The results demonstrate ARC-Net’s ability to handle distribution shifts because the model successfully applies learned representations to new data regardless of source differences and generation methods and data quality variations. The results show ARC-Net operates beyond single-dataset limitations because it demonstrates effective out-of-distribution generalization.

4.4 Ablation studies

We performed controlled experiments to evaluate the individual impact of architectural components in ARC-Net by removing or isolating the residual and attention modules. The ablation variants received the same training and evaluation data as the full model while undergoing identical optimization procedures until validation set convergence.

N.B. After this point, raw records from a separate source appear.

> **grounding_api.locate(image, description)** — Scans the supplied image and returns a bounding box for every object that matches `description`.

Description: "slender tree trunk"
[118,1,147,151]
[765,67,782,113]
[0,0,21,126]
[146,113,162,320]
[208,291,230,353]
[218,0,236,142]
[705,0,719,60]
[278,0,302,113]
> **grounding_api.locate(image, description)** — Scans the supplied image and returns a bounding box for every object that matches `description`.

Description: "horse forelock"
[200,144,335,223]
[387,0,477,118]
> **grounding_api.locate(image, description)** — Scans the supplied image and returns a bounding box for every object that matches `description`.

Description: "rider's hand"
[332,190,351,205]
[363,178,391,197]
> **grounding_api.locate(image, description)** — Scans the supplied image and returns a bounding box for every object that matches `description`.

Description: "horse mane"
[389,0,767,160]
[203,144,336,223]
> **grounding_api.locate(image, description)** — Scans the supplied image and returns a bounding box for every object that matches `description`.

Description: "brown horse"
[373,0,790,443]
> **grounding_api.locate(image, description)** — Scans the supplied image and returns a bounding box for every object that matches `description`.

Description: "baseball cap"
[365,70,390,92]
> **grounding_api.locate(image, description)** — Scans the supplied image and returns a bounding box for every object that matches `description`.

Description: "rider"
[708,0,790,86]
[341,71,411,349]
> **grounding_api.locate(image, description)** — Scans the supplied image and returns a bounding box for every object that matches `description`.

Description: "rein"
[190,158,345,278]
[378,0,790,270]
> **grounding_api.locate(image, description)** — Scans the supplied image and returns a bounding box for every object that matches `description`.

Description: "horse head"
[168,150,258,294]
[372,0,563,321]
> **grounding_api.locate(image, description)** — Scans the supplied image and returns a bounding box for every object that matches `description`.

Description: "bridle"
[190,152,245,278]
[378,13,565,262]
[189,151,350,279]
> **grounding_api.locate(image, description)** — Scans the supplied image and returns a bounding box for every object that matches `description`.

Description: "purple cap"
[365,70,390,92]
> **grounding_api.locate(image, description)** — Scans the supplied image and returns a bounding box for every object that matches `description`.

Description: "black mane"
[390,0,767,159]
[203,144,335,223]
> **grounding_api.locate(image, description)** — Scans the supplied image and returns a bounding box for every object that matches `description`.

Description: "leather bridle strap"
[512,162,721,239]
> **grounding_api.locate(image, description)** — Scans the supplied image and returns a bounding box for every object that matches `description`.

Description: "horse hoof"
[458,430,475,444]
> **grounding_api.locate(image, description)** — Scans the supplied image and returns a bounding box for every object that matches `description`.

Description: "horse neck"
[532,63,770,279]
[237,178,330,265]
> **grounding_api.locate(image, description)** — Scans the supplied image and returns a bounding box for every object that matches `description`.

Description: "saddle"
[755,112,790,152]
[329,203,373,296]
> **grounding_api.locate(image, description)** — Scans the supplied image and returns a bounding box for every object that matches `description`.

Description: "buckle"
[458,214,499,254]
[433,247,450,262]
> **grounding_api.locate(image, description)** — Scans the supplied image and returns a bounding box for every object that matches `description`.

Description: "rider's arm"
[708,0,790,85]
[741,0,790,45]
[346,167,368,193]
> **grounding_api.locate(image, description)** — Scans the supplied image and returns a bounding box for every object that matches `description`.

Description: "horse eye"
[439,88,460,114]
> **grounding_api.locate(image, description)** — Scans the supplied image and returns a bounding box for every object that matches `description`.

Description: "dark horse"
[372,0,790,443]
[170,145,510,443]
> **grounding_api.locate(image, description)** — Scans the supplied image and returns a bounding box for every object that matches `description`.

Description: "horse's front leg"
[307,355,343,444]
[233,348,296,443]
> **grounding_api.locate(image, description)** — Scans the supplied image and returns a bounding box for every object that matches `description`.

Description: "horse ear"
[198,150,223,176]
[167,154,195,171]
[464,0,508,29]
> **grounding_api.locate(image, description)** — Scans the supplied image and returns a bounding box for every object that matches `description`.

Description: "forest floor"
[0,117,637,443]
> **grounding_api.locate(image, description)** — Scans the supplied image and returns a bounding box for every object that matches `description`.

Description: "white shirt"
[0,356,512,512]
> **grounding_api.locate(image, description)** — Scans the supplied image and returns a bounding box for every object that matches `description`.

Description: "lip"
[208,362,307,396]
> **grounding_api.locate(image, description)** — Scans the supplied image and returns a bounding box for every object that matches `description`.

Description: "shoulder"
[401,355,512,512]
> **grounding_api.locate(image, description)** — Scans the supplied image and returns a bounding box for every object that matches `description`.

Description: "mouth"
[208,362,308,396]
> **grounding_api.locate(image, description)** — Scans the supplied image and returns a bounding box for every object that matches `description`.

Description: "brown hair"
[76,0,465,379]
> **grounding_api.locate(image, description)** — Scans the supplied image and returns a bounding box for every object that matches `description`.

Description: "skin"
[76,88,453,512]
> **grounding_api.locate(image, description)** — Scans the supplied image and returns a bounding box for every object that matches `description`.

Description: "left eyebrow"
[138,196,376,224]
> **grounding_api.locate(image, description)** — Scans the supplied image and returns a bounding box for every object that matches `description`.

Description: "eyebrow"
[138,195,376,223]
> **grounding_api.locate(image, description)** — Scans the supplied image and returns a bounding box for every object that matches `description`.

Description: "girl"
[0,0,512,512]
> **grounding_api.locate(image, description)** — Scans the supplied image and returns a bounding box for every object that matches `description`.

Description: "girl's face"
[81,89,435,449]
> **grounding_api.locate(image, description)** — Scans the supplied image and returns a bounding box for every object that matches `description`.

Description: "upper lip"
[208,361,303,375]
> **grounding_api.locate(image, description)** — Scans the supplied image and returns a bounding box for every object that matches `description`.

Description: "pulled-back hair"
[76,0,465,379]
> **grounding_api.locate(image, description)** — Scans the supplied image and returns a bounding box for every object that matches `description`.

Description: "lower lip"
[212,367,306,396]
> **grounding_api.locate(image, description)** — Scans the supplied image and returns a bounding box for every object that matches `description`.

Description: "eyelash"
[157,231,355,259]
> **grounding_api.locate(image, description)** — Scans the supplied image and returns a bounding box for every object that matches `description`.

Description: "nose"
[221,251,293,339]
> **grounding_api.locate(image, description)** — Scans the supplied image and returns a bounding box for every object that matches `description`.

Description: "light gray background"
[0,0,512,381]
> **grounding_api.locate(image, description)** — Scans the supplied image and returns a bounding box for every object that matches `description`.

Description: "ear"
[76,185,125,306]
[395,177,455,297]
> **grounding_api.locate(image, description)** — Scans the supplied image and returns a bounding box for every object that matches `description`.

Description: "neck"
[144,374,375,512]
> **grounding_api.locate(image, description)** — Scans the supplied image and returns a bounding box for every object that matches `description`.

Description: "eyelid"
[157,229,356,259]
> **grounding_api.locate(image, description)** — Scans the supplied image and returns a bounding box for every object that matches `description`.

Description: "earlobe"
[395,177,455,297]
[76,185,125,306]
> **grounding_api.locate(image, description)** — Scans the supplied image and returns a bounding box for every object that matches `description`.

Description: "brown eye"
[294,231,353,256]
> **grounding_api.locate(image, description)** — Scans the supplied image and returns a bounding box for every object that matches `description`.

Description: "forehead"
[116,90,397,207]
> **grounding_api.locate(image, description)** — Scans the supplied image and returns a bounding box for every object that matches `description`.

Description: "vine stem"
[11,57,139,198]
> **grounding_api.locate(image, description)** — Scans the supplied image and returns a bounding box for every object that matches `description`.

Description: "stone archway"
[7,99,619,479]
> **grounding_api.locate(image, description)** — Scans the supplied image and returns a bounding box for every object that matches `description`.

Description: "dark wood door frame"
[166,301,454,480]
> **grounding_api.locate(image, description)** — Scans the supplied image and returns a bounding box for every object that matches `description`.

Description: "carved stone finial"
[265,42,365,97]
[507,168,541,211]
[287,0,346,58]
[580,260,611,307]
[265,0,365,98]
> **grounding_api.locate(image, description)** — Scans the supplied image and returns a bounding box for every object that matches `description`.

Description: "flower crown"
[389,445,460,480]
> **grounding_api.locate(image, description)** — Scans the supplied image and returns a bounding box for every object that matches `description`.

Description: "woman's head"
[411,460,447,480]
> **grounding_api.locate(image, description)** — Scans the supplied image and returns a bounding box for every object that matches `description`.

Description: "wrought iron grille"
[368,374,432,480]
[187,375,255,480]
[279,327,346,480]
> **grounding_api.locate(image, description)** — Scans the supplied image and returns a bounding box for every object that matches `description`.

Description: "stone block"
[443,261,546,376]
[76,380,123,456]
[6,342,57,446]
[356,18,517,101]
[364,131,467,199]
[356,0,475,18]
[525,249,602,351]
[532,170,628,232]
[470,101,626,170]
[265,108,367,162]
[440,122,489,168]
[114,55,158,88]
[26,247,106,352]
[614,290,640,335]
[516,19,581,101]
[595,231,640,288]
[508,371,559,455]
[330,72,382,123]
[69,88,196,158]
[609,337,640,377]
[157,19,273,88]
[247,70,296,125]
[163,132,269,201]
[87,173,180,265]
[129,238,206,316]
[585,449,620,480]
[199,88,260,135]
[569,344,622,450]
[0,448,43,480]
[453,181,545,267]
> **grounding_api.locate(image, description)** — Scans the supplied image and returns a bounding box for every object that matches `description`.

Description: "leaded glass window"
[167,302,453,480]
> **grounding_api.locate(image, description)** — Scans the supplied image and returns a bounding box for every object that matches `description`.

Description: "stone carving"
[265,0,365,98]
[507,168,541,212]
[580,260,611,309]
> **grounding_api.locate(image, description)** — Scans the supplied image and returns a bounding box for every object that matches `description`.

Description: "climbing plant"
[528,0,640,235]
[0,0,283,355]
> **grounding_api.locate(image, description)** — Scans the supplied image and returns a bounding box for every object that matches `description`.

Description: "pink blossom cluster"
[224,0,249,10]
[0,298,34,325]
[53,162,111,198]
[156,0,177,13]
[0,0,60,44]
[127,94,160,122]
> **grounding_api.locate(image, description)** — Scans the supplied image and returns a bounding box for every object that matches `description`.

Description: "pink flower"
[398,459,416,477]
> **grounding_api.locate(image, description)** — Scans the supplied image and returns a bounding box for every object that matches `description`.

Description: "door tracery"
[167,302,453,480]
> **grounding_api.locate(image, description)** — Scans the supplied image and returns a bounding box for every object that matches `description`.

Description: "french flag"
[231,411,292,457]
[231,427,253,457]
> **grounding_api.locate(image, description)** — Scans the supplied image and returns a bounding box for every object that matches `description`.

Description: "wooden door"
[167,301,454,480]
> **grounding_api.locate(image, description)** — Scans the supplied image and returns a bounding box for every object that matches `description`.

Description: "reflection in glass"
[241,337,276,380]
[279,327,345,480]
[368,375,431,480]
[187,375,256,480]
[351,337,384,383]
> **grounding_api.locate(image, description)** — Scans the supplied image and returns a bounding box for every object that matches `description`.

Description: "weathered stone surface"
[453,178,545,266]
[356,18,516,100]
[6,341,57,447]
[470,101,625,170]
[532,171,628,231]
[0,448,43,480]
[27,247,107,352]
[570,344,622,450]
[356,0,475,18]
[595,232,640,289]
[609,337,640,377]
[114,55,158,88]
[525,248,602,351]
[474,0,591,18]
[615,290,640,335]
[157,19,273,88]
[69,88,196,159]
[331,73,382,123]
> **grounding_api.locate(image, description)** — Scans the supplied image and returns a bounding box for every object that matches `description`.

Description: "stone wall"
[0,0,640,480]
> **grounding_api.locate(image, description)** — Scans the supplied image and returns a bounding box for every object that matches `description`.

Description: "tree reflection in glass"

Table 13 lists the architectural configurations for each experiment and Table 14 presents the performance metrics for each variant.

thumbnail
Table 14. Performance of ablation variants and the full ARC-Net model on the hybrid dataset.

https://doi.org/10.1371/journal.pone.0340099.t014

The frozen EfficientNetB0 backbone with GAP and FC classifier reached 94% accuracy and 0.1607 loss in Experiment A (baseline). The pretrained feature extractor demonstrates its base capability through this result without any additional modules. The addition of the attention module in Experiment B led to a minor reduction in total accuracy to 92% and a higher loss value of 0.2265. The attention mechanism enhanced the precision of fake class detection to 0.96 but simultaneously reduced the recall of fake samples to 0.87 which indicates that standalone attention might prioritize specific spatial features over overall robustness. Experiment C achieved 95% accuracy with a 0.1294 loss when residual blocks were added before GAP. The residual-only variant enhanced balanced feature learning because precision and recall metrics exceeded 0.94 for both classes. The backbone of Experiment D used DenseNet121 which received additional functionality through residual and attention modules. The combination of DenseNet with residual and attention modules produced 97.5% accuracy because it leveraged the strong feature propagation abilities of DenseNet for balanced precision and recall performance. The independent model evaluation in Table 03 showed that DenseNet121 reached 98% test accuracy while maintaining uniform performance across all classes and achieving equal precision and recall values. The standalone model of EfficientNetB0 reached 94% accuracy but demonstrated less balanced precision and recall performance compared to the results. The results indicate that DenseNet121 performs better than EfficientNetB0 when operating independently.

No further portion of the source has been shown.